Die Sammelklage der Herero- und Nama-Führer Vekuii Rukoro und David Frederick hat die Bundesregierung nicht wirklich über rascht. Vertreter beider Gruppen haben dies schon zweimal versucht, „sie fanden aber kein Gericht, das ihre Klage annahm“. Polenz sagt, er sei sich sicher, dass „es auch diesmal kein Verfahren geben wird“. Es fehle die Rechtsgrundlage. So bizarr das klingt: 1904 gab es den Tatbestand des Völkermords noch nicht. Er entstand erst 1948 mit der Völkerrechtskonvention. „Was natürlich nicht bedeutet, dass die Massaker nicht als Völkermord einzuordnen sind“, sagt der 70-Jährige.

Ungeachtet aller Fallstricke will sich die Bundesregierung nachhaltig im Land engagieren. Polenz schlägt die Schaffung eines Zukunftsfonds vor, der Austauschprogramme ermöglichen und Projekte zur Erinnerungskultur finanzieren könnte.
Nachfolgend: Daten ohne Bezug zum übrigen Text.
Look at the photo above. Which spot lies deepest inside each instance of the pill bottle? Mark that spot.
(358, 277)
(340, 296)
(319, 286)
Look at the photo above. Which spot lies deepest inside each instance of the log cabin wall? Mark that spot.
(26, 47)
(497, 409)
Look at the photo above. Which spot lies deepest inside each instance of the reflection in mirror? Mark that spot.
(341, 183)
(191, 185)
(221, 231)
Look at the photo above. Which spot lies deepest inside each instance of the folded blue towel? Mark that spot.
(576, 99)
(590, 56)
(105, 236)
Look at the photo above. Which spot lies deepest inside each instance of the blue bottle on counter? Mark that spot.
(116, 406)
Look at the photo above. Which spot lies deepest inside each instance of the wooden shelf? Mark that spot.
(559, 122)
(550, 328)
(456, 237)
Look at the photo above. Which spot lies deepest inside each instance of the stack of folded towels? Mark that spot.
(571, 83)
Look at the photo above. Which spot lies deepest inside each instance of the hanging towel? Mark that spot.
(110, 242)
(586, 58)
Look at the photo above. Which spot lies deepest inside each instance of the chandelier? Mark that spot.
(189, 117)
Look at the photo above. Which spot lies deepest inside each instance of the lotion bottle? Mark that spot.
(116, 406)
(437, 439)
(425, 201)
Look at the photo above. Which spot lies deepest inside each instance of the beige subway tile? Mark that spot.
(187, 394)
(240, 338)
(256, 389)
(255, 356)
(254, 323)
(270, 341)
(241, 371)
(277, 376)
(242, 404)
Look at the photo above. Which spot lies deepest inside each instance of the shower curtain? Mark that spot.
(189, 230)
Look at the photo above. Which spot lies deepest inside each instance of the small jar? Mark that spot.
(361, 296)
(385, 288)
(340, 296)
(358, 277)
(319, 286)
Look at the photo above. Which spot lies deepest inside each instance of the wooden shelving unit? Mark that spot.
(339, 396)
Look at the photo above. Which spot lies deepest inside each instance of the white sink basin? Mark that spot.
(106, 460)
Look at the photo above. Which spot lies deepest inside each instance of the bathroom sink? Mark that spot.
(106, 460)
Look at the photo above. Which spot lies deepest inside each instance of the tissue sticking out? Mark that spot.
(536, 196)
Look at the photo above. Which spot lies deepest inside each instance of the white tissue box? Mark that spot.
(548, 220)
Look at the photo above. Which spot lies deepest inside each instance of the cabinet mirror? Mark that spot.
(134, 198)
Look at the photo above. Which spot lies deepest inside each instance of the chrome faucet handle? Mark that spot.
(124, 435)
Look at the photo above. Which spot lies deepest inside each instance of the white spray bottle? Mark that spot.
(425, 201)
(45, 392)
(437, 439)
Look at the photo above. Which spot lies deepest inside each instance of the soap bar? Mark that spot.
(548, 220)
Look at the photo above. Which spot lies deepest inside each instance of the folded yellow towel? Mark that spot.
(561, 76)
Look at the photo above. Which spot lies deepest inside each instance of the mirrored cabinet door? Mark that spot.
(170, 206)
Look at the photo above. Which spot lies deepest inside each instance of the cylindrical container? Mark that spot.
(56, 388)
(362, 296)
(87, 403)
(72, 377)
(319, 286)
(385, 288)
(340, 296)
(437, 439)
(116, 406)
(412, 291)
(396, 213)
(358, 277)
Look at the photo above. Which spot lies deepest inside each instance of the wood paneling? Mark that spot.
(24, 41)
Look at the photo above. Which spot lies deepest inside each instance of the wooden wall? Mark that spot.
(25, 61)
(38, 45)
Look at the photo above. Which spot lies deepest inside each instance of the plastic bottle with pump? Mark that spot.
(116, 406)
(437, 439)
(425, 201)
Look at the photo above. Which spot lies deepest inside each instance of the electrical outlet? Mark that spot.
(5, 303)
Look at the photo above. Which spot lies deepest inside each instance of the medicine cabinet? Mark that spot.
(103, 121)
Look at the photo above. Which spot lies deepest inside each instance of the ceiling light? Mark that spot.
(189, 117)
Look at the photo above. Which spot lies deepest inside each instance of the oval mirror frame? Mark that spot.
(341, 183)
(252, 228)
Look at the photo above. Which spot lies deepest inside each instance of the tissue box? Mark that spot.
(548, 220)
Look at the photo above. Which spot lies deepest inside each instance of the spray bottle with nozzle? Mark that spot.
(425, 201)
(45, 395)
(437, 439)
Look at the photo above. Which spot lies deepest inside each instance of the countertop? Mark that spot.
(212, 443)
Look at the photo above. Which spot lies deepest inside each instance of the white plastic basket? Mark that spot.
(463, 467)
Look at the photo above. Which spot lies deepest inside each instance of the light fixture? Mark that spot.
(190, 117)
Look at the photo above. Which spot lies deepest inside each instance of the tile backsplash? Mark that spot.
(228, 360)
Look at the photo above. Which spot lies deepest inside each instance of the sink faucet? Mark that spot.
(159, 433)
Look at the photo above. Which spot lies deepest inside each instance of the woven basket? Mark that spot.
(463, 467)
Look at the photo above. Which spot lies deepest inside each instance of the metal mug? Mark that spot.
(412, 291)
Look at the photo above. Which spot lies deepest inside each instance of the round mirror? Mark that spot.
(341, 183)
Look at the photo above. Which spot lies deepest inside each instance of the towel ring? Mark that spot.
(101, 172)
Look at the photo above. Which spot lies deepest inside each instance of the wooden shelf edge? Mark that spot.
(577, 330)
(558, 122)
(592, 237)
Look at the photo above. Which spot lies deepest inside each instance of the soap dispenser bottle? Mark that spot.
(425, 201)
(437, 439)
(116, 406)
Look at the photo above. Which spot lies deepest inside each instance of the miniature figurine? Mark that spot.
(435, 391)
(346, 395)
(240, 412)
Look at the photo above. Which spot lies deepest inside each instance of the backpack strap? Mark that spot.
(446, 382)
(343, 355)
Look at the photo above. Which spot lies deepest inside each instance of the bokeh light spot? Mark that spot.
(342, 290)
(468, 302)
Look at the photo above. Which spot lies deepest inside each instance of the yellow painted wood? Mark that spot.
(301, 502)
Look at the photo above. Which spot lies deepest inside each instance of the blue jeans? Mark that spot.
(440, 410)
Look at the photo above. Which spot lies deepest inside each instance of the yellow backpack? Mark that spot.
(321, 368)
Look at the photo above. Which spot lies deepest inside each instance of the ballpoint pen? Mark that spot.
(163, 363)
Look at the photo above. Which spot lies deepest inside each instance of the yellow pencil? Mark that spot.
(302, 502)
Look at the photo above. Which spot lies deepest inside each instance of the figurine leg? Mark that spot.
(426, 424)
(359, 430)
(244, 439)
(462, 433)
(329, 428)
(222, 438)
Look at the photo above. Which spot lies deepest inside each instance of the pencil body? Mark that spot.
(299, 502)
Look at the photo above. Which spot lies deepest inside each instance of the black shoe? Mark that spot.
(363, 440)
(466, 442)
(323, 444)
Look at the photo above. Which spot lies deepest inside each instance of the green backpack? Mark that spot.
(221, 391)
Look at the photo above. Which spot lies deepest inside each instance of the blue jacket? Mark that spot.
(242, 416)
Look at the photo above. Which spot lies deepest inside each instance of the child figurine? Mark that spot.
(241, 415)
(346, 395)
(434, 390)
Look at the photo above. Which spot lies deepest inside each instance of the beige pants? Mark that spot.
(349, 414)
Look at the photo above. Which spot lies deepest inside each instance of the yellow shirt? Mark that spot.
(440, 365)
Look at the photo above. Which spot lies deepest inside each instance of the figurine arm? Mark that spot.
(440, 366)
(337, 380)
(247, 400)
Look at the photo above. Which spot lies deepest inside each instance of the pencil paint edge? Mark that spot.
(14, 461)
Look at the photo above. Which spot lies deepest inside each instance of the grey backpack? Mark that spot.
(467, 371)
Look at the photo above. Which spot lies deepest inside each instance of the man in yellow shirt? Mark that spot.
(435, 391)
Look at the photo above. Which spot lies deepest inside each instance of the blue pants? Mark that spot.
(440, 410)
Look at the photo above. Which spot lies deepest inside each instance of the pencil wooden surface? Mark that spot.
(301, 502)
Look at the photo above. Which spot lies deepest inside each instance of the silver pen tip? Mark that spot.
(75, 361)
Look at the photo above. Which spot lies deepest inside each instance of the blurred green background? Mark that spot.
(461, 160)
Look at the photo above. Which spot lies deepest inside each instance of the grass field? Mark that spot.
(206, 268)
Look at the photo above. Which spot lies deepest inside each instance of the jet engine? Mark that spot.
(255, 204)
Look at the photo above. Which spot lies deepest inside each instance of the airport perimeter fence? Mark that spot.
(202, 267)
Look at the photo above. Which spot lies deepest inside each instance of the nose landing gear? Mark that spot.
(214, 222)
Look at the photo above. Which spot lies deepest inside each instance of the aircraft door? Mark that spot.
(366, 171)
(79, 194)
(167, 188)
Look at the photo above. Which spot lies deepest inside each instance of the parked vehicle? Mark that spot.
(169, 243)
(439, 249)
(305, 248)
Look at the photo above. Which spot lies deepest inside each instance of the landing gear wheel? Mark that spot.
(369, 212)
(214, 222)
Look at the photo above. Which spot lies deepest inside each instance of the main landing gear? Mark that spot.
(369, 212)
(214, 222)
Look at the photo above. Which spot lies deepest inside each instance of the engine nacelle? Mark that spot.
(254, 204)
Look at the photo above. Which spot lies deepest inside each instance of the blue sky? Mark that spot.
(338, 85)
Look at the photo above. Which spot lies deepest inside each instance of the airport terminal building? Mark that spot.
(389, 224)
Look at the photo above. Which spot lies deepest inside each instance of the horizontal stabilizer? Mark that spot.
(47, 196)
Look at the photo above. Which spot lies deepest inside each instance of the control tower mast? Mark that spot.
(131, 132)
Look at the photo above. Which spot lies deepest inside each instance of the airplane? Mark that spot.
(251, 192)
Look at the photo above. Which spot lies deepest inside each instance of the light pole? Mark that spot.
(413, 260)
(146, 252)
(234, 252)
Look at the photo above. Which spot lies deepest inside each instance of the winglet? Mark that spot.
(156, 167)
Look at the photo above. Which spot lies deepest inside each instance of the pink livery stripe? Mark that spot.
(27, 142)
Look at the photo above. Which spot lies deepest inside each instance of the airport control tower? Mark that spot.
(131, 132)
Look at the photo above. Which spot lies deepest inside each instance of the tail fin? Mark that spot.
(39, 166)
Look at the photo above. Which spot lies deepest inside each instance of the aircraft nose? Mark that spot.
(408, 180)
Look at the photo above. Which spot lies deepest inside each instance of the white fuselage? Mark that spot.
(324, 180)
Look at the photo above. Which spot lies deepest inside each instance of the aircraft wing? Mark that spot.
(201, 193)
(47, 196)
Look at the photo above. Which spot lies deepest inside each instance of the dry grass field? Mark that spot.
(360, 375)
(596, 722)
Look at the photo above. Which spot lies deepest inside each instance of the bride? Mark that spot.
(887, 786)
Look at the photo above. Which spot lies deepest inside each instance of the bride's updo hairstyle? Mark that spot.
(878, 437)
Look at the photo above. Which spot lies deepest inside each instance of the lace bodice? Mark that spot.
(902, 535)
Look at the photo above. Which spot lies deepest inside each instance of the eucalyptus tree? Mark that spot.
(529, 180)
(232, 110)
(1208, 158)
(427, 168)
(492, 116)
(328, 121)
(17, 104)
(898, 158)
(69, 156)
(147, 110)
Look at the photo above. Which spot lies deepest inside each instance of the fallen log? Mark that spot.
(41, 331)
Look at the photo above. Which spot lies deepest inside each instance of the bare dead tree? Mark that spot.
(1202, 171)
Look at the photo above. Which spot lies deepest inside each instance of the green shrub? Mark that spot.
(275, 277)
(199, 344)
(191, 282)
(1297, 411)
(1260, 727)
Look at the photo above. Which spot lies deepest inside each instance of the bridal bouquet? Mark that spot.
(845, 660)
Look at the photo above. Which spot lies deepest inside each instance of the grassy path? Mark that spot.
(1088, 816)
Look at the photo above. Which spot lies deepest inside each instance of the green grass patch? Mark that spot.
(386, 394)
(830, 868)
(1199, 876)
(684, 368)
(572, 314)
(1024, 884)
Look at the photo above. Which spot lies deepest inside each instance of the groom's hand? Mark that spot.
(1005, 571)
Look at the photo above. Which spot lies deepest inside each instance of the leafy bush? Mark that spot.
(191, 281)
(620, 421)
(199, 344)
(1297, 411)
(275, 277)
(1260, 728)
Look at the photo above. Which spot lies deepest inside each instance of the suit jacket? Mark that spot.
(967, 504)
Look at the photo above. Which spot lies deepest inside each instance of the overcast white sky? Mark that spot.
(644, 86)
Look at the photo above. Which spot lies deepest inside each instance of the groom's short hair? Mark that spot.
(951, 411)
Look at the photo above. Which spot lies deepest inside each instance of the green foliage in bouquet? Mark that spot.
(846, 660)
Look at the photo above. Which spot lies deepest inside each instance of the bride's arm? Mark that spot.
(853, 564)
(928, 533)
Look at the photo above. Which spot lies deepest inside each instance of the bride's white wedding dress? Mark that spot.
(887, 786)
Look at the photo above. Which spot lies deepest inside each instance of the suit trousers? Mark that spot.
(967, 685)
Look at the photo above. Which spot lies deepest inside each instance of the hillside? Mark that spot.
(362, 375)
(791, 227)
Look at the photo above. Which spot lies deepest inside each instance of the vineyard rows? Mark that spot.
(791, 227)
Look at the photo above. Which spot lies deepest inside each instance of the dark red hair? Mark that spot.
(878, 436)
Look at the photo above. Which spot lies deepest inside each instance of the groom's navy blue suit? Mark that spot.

Parallel dazu sollen Entwicklungs- und Infrastruktur-Vorhaben aufgelegt werden.

Erinnern, Schuld anerkennen und Wiedergutmachung leisten: Nun ist es nicht so, dass hier bislang nichts passiert ist. Seit 1990 hat die Bundesrepublik an Namibia fast ei­ne Milliarde Eu­ro Entwicklungshilfe ge­zahlt. „Das ist die höchste Summe in der Sub-Sahara“, sagt Polenz. Und sei durchaus er wähnenswert.